Halakhah sur Rosh Hashanah 1:2
בְּאַרְבָּעָה פְרָקִים הָעוֹלָם נִדּוֹן, בְּפֶסַח עַל הַתְּבוּאָה, בַּעֲצֶרֶת עַל פֵּרוֹת הָאִילָן, בְּרֹאשׁ הַשָּׁנָה כָּל בָּאֵי הָעוֹלָם עוֹבְרִין לְפָנָיו כִּבְנֵי מָרוֹן, שֶׁנֶּאֱמַר (תהלים לג) הַיּוֹצֵר יַחַד לִבָּם, הַמֵּבִין אֶל כָּל מַעֲשֵׂיהֶם. וּבֶחָג נִדּוֹנִין עַל הַמָּיִם:
Le monde est jugé en quatre périodes: à Pessa'h, pour les produits [De la déclaration de la Torah: apportez l'omer devant Moi à Pessa'h afin que je bénisse le grain dans les champs pour vous, nous en déduisons que nous sommes jugés pour les produits à Pessa'h]; sur Shevuoth, pour les fruits des arbres [(Ceci est dérivé) de la déclaration de la Torah: Apportez devant moi les deux pains sur Shevuoth afin que je bénisse les fruits des arbres pour vous. (Le plant de blé est appelé un «arbre», c'est-à-dire (Genèse 2:17): «Mais de l'arbre de la connaissance, du bien et du mal, etc.» Ceci, selon le point de vue que l'arbre dont Adam a mangé était un plant de blé.]; à Roch Hachana, tous ceux qui sont entrés dans le monde passent devant lui comme des moutons, [qui sont faits pour passer par une entrée étroite pour recevoir la dîme, deux ne pouvant passer pour un], c'est-à-dire (Psaumes 33 : 15): "Il façonne leur cœur comme un seul; Il considère toutes leurs actions." [L'intention est: "Le Fashioner voit leurs cœurs tous ensemble et comprend toutes leurs actions.
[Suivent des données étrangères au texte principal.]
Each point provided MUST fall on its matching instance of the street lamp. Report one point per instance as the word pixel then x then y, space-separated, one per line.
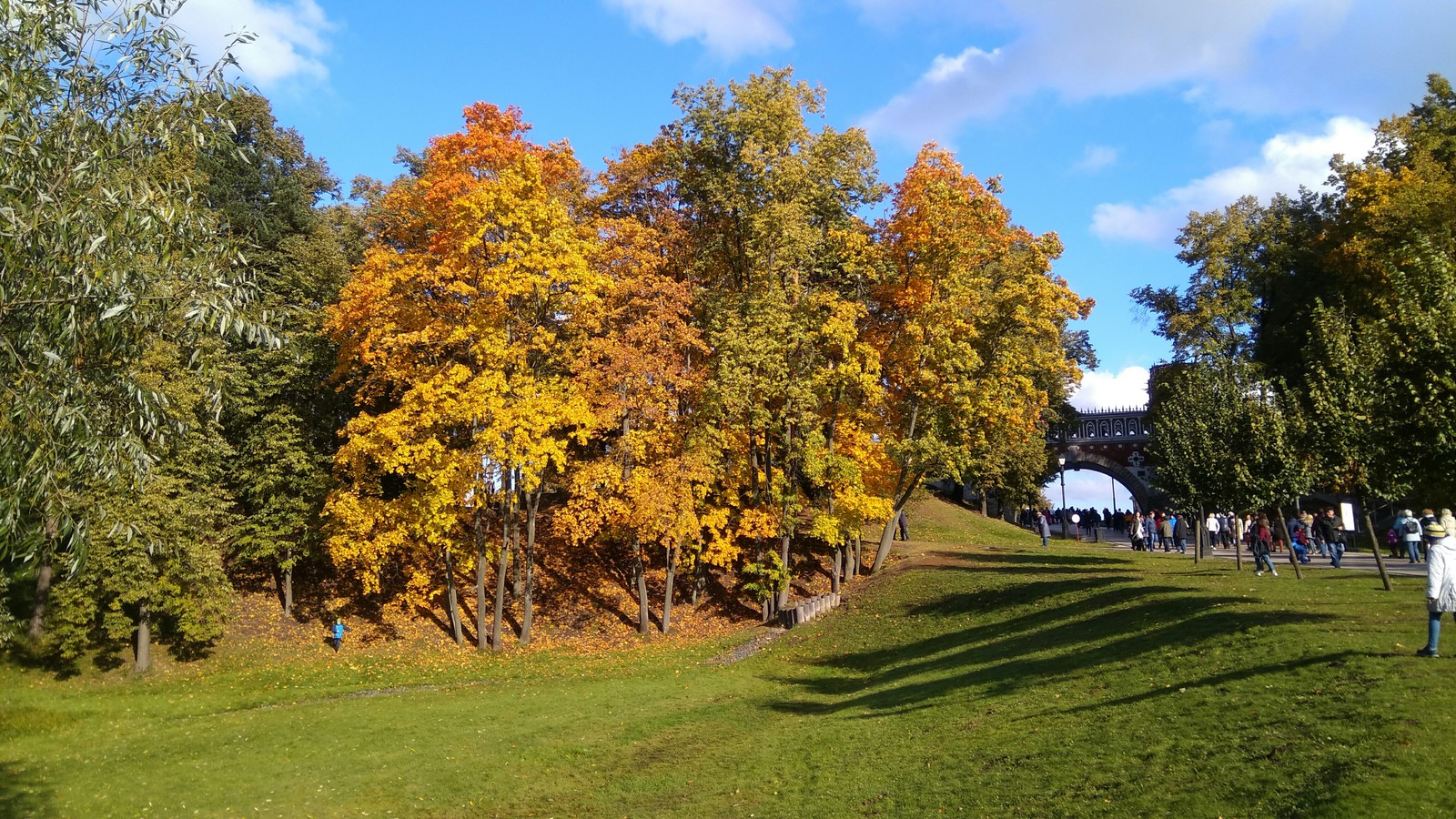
pixel 1062 468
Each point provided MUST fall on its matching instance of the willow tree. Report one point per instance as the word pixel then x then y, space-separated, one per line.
pixel 104 244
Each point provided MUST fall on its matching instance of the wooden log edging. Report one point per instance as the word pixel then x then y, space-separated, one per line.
pixel 807 610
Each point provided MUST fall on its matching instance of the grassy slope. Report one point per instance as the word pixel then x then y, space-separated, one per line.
pixel 986 680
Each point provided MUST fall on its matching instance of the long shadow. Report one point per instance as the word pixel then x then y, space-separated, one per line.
pixel 586 591
pixel 1005 656
pixel 871 662
pixel 22 794
pixel 1334 658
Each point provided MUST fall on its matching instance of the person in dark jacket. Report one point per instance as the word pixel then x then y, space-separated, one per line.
pixel 1181 533
pixel 1332 533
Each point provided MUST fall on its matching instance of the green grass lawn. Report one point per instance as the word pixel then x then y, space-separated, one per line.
pixel 992 678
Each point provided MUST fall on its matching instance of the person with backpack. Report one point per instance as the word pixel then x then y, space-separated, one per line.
pixel 1181 532
pixel 1441 584
pixel 1261 542
pixel 1410 531
pixel 1332 533
pixel 337 634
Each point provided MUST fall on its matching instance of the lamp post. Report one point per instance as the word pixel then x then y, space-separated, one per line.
pixel 1062 468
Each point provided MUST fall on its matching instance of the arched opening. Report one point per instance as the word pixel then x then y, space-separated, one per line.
pixel 1125 482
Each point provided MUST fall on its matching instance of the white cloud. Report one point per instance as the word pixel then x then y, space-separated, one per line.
pixel 1111 390
pixel 728 28
pixel 1286 164
pixel 1097 157
pixel 1249 56
pixel 290 38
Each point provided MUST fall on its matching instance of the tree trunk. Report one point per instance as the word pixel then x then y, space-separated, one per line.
pixel 143 640
pixel 43 593
pixel 667 593
pixel 1375 544
pixel 528 595
pixel 640 581
pixel 480 643
pixel 288 591
pixel 43 581
pixel 885 538
pixel 784 559
pixel 453 602
pixel 500 577
pixel 699 577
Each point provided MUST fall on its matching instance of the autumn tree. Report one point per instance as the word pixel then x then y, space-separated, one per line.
pixel 280 420
pixel 456 334
pixel 645 480
pixel 771 215
pixel 972 325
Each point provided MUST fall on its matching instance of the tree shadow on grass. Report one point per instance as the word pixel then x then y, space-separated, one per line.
pixel 997 658
pixel 21 793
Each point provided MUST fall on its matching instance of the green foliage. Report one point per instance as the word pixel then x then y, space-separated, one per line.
pixel 164 554
pixel 281 419
pixel 989 681
pixel 1325 322
pixel 104 245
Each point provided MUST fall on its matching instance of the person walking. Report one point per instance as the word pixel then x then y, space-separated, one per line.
pixel 1261 542
pixel 1441 584
pixel 1410 531
pixel 337 634
pixel 1334 535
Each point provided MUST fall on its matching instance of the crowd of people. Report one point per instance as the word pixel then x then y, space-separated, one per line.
pixel 1426 538
pixel 1302 533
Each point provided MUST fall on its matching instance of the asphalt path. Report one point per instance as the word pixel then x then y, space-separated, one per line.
pixel 1358 561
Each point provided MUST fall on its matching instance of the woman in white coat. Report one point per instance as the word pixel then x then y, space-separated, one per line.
pixel 1441 581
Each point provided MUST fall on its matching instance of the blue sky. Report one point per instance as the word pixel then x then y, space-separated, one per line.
pixel 1107 121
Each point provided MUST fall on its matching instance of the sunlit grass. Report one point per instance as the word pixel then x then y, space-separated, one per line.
pixel 985 680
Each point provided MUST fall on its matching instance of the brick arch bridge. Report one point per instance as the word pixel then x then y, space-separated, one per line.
pixel 1113 442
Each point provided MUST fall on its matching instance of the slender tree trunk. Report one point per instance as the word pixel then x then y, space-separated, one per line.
pixel 288 589
pixel 640 581
pixel 453 602
pixel 143 640
pixel 699 577
pixel 528 595
pixel 885 540
pixel 1375 545
pixel 43 593
pixel 43 581
pixel 480 642
pixel 784 559
pixel 500 574
pixel 667 593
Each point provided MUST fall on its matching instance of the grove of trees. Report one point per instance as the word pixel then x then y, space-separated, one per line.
pixel 708 365
pixel 1317 332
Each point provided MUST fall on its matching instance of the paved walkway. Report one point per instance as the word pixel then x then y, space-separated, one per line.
pixel 1359 561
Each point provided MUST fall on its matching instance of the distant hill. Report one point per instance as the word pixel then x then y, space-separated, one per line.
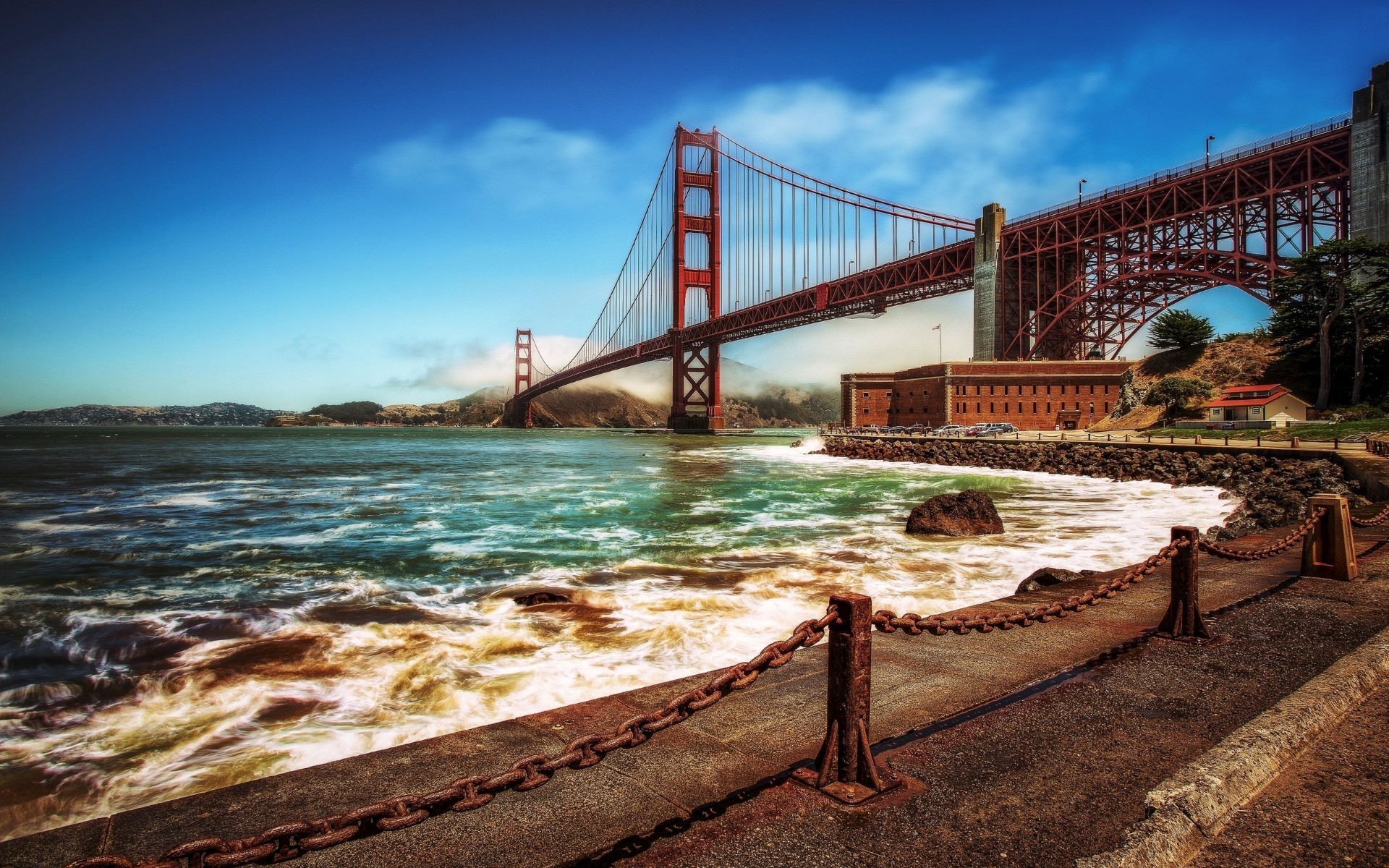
pixel 220 413
pixel 1233 362
pixel 578 406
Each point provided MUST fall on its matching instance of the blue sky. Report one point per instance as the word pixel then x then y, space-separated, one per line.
pixel 285 202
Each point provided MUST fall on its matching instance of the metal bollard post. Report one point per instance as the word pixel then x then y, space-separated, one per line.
pixel 845 767
pixel 1184 613
pixel 1330 550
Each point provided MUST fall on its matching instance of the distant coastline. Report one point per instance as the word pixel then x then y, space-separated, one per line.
pixel 569 407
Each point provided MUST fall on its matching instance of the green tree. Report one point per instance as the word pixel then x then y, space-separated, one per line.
pixel 1174 393
pixel 1324 285
pixel 352 413
pixel 1180 331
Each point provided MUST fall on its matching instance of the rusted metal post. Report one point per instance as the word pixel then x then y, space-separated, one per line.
pixel 1330 550
pixel 1184 613
pixel 845 767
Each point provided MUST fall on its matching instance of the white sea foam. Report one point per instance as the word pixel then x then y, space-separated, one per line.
pixel 359 660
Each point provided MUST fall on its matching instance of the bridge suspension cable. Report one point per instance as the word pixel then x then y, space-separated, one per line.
pixel 780 232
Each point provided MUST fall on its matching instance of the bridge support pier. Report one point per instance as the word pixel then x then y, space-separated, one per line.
pixel 988 284
pixel 696 406
pixel 517 413
pixel 1370 157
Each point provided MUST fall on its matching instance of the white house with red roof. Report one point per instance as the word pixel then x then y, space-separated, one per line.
pixel 1268 403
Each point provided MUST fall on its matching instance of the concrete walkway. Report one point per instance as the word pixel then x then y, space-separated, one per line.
pixel 1330 809
pixel 1063 774
pixel 1038 781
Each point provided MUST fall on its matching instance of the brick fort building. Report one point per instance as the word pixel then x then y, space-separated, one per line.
pixel 1032 395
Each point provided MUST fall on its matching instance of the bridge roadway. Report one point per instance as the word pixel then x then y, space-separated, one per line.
pixel 717 760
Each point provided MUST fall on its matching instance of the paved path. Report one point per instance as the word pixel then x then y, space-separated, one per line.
pixel 1038 781
pixel 1061 774
pixel 1330 809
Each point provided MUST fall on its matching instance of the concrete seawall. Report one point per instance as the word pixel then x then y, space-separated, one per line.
pixel 750 738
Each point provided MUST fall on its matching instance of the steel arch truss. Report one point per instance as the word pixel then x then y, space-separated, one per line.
pixel 1082 282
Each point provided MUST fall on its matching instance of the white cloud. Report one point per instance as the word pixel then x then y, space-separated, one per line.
pixel 520 161
pixel 312 347
pixel 472 365
pixel 948 140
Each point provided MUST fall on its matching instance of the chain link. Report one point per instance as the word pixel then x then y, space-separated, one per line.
pixel 1271 549
pixel 294 839
pixel 985 623
pixel 1378 519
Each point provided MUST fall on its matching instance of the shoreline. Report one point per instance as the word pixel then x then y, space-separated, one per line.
pixel 1273 490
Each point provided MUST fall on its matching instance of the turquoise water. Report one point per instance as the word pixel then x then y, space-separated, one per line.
pixel 185 608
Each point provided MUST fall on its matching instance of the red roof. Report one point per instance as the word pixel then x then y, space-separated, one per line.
pixel 1274 393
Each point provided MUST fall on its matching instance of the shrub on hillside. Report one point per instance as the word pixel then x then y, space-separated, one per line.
pixel 352 413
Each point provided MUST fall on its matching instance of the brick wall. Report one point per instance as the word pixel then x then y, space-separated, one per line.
pixel 1031 395
pixel 865 399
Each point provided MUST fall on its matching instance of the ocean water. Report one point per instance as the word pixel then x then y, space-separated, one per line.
pixel 187 608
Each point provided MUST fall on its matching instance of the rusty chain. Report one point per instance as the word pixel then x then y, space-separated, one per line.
pixel 1278 546
pixel 937 625
pixel 294 839
pixel 1378 519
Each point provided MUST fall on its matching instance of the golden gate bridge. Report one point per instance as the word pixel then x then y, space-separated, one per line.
pixel 735 244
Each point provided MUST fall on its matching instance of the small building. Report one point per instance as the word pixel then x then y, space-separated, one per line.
pixel 1271 404
pixel 1031 395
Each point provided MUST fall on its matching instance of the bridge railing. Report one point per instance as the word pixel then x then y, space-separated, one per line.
pixel 1268 143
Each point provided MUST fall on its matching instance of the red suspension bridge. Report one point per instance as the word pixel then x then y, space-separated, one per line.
pixel 735 244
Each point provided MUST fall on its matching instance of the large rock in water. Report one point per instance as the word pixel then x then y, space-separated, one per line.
pixel 1052 575
pixel 970 513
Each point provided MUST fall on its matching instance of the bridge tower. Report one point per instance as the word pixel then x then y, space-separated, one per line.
pixel 520 412
pixel 1370 157
pixel 694 393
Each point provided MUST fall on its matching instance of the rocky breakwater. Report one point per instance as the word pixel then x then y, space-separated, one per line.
pixel 1274 490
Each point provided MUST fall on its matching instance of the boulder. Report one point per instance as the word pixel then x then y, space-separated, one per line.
pixel 970 513
pixel 539 599
pixel 1050 575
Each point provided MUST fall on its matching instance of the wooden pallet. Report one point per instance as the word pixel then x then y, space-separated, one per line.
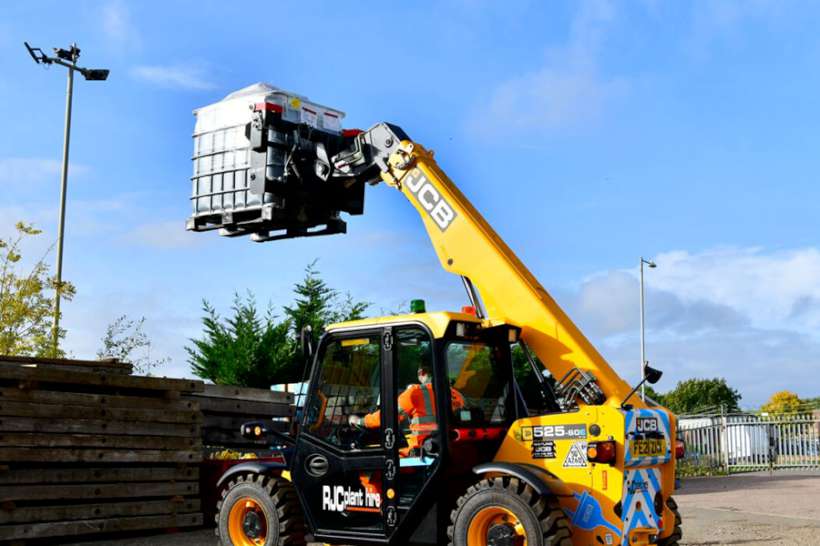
pixel 226 408
pixel 86 448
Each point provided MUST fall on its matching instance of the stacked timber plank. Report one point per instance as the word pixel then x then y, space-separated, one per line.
pixel 225 409
pixel 86 448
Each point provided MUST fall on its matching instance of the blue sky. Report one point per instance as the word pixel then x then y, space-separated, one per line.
pixel 588 133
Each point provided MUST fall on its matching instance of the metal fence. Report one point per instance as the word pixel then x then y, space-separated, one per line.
pixel 744 442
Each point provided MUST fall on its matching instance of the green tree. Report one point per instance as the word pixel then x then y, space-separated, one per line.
pixel 246 349
pixel 810 404
pixel 27 300
pixel 258 351
pixel 126 341
pixel 782 402
pixel 655 395
pixel 318 305
pixel 698 395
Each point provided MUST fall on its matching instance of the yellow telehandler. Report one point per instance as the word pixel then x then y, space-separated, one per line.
pixel 495 425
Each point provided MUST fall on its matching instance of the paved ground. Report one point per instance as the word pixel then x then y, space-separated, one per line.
pixel 750 509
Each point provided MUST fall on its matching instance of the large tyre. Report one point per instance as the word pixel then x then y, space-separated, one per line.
pixel 677 532
pixel 505 511
pixel 257 510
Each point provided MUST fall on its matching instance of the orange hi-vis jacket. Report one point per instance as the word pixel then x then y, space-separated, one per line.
pixel 418 405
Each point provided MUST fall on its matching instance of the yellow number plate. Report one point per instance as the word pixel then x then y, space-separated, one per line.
pixel 648 448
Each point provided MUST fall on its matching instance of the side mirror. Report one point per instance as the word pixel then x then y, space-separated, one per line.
pixel 306 341
pixel 254 430
pixel 652 375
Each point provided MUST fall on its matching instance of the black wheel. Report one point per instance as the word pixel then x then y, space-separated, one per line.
pixel 258 510
pixel 677 533
pixel 507 512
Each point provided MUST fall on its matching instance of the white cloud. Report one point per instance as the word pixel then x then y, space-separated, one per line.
pixel 118 25
pixel 174 76
pixel 22 171
pixel 766 287
pixel 745 314
pixel 566 89
pixel 166 235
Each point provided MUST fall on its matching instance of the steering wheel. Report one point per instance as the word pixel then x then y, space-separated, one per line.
pixel 348 435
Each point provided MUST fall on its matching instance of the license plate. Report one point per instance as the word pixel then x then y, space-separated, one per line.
pixel 648 448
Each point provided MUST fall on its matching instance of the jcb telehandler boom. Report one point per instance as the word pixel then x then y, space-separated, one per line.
pixel 479 449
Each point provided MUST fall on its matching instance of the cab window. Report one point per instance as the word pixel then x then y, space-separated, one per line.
pixel 475 371
pixel 349 384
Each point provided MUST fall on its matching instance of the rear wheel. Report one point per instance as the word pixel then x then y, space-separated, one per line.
pixel 504 511
pixel 677 532
pixel 258 510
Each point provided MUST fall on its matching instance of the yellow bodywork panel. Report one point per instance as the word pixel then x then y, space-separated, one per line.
pixel 467 245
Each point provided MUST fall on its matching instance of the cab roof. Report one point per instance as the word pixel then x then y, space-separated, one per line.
pixel 437 321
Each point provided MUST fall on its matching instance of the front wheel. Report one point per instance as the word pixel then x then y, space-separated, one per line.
pixel 504 511
pixel 257 510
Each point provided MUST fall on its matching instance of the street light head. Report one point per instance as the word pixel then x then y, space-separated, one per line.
pixel 71 55
pixel 95 74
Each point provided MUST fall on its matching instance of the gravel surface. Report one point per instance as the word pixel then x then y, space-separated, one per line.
pixel 750 509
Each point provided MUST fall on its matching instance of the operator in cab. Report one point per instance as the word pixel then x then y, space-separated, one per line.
pixel 417 405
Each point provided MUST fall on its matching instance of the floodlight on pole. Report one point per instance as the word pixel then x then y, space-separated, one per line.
pixel 652 265
pixel 67 58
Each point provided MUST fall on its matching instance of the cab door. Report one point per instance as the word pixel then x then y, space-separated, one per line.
pixel 340 469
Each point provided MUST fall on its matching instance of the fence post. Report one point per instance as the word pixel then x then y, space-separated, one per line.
pixel 725 439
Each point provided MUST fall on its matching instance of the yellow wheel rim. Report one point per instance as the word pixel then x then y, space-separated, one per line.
pixel 245 512
pixel 487 518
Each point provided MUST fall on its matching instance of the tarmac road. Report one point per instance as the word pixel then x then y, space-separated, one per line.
pixel 748 509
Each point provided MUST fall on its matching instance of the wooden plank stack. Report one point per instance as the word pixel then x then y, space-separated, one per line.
pixel 225 409
pixel 87 448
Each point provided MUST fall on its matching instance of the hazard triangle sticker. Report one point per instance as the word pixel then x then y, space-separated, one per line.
pixel 577 456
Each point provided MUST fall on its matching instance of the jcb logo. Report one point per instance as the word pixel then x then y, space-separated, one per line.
pixel 430 199
pixel 646 424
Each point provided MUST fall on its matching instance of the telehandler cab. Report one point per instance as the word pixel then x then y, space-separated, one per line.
pixel 481 451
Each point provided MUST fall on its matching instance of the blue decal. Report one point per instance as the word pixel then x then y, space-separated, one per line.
pixel 588 515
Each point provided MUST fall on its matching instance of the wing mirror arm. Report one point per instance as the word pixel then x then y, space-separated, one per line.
pixel 651 376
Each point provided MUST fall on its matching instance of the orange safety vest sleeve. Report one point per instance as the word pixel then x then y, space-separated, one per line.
pixel 457 399
pixel 406 409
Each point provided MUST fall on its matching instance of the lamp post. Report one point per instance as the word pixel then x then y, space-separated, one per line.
pixel 651 265
pixel 67 58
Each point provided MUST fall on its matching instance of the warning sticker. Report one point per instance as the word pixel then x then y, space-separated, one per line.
pixel 543 449
pixel 577 456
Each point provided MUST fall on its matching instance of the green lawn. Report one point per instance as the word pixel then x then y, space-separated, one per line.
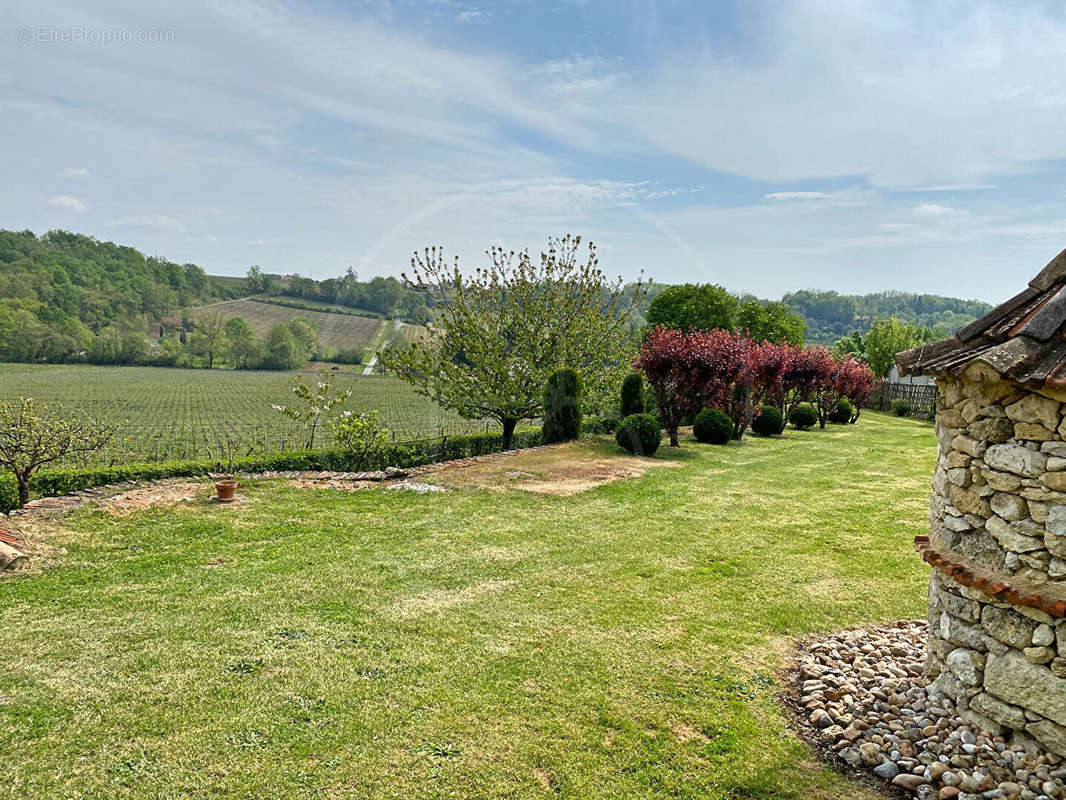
pixel 623 642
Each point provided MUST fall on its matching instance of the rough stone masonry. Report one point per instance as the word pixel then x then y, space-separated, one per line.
pixel 999 499
pixel 999 511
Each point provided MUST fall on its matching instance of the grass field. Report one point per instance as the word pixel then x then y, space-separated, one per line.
pixel 186 413
pixel 335 330
pixel 623 642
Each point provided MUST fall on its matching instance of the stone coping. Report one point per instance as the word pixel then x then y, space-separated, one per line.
pixel 966 572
Car même s'ils passent devant Lui un par un. , ils sont tous «compris» en un «regard».] et sur Succoth, ils sont jugés pour l'eau [(Ceci est dérivé de la déclaration de la Torah: Versez de l'eau devant moi lors de la fête (de Succoth)].
Shulchan Arukh, Orach Chayim
One needs to juxtapose “redemption” [i.e. the last blessing of the Sh'ma - "Ga-al Yisrael"] to “prayer” [i.e. the Amidah]. And one should not interrupt between them, even with "Amen" after “Ga-al Yisrael”, and not for any verse other than “Hashem Sefatai” [Psalms 51:17, the introductory verse for the Amidah]. Gloss: And there are those who say that it is permitted to respond Amen after “Ga-al Yisrael”, and so we practice (Tur). And there are those who say that this requirement to juxtapose “redemption” to “prayer” is only on a weekday or Yom Tov, but on Shabbat one does not need to. (Meaning, that the reason that we require to juxtapose “redemption” to “prayer” [during the week] is because it is written “God will answer you in a day of distress,” [Psalms 20:2] and juxtaposed to it [is written], “Let the words of my mouth be desire … and my redeemer.” [Psalms 19:15], but Shabbat is not a time of distress. And in my humble opinion, it seems [that the reason] this is not so on Yom Tov is because they are days of judgement, as we learned in Mishnah Rosh Hashanah 1:2, “On Passover [the world is judged] on grain…”) (Hagahot Ashir"i [Rabbi Yisrael MiKrems] on Chapter 1 of Berachot; and Kol Bo, Laws of Shabbat; and Mahari"l, the Laws of Yom Tov) And it is good to be stringent unless in a place that needs to do such (Tur).